Avec l'essor des "superstores" dans les années 1990, puis le boom de la vente en ligne, physique et désormais numérique dans les années 2000, les libraires indépendants sont soumis à rude épreuve aux Etats-Unis. Pourtant, après la phase de stupeur et d'ébranlement, ils sont depuis dix ans engagés dans une contre-offensive qui leur a permis de stabiliser leur part de marché autour de 10 %. Et ils pèsent "beaucoup plus", souligne le directeur général de l'Association des libraires américains (ABA), Oren Teicher, grâce à leur rôle de découvreurs.

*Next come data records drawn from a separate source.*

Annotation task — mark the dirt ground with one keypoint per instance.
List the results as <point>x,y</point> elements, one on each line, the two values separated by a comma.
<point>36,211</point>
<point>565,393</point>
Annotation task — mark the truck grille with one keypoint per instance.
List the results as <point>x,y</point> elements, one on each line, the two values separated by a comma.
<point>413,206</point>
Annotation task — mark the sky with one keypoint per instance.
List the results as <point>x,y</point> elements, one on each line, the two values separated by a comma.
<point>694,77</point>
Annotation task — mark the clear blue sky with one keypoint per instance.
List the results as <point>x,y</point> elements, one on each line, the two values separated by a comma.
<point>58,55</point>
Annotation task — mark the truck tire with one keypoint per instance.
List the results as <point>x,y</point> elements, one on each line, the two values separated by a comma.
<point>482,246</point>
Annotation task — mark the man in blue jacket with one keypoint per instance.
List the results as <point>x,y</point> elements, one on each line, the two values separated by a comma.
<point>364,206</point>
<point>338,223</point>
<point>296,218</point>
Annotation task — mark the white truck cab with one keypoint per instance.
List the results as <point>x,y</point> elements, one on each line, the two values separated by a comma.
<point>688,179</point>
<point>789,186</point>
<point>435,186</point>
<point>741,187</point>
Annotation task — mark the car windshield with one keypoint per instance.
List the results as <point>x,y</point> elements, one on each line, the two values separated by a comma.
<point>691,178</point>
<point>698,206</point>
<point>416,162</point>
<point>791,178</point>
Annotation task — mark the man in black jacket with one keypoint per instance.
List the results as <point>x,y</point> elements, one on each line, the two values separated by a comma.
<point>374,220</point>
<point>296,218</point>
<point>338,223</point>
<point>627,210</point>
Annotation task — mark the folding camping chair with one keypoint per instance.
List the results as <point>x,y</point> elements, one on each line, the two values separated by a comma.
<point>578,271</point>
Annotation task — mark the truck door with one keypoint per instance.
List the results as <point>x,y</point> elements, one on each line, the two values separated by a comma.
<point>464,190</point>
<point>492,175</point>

La redynamisation de la librairie indépendante outre-Atlantique se fonde d'abord sur la mise en place d'outils collectifs de marketing, de promotion et de vente en ligne sous le label IndieBound (Indépendants associés, voir www.indiebound.org). Elle passe aussi par les initiatives de chaque libraire au sein de sa "communauté", entendue à la fois comme géographie et comme état d'esprit. Pour dynamiser leurs relations avec leur clientèle, et développer les flux, les libraires multiplient les passerelles avec les autres acteurs locaux dans le cadre du mouvement "Buy local !" ("Achetez localement !"). Ils créent de nouveaux services gratuits ou payants : ateliers d'activités, billetterie, agence de voyages ou camps d'été. Pour Oren Teicher, "le marché du livre évolue tellement que la librairie doit réinventer son modèle économique".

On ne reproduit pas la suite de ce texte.